Wait, this 3907018532 block are 2TB only. The parity disk is 4TB - shouldn't it be somewhat about

7814037064 blocks?

 

Next line refers to sector=65680 of (parity disk I suppose).

As I read up, the term "sectors" comes from the CHS adressing.

Is sector 65680 the same as LBA 65680?

That would result in position 33628160 bytes on the disk.

 

And finally, in addition to all this comes the file system block size on top - very nice - more confusion.

While most drives (there are new drives with real (physical) 4k blocks) have physically 512 byte blocks,

the file system can define it's own block size.

That means we get a different amount of blocks for the same drive.

 

How does this interfere with my task?

May  1 21:39:34 Tuerke kernel: REISERFS (device md1): journal params: device md1, size 8192, journal first block 18, max trans len 1024, max batch 900, max commit age 30, max trans age 30

Size 8192 - is this supposed to be the block size?  :o

 

May  1 21:40:12 Tuerke kernel: md: using 2560k window, over a total of 3907018532 blocks.

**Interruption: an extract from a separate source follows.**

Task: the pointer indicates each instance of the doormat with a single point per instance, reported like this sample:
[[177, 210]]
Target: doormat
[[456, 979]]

What blocksize is related to this amount of blocks?  :o

 

I'm very keen on seeing your answers. I'm lost.

 

And finally:

May  1 21:39:33 Tuerke kernel: unraid: allocating 71544K for 1536 stripes (11 disks)
May  1 21:39:33 Tuerke kernel: md1: running, size: 245117344 blocks
May  1 21:39:33 Tuerke kernel: md2: running, size: 488386552 blocks
May  1 21:39:33 Tuerke kernel: md3: running, size: 1465138552 blocks
May  1 21:39:33 Tuerke kernel: md4: running, size: 1465138552 blocks
May  1 21:39:33 Tuerke kernel: md5: running, size: 1465138552 blocks
May  1 21:39:33 Tuerke kernel: md6: running, size: 390711352 blocks
May  1 21:39:33 Tuerke kernel: md7: running, size: 2930266532 blocks
May  1 21:39:33 Tuerke kernel: md8: running, size: 2930266532 blocks
May  1 21:39:33 Tuerke kernel: md9: running, size: 3907018532 blocks
May  1 21:39:33 Tuerke kernel: md10: running, size: 245117344 blocks

 

Man, I can tell you that I'm really lost!  ???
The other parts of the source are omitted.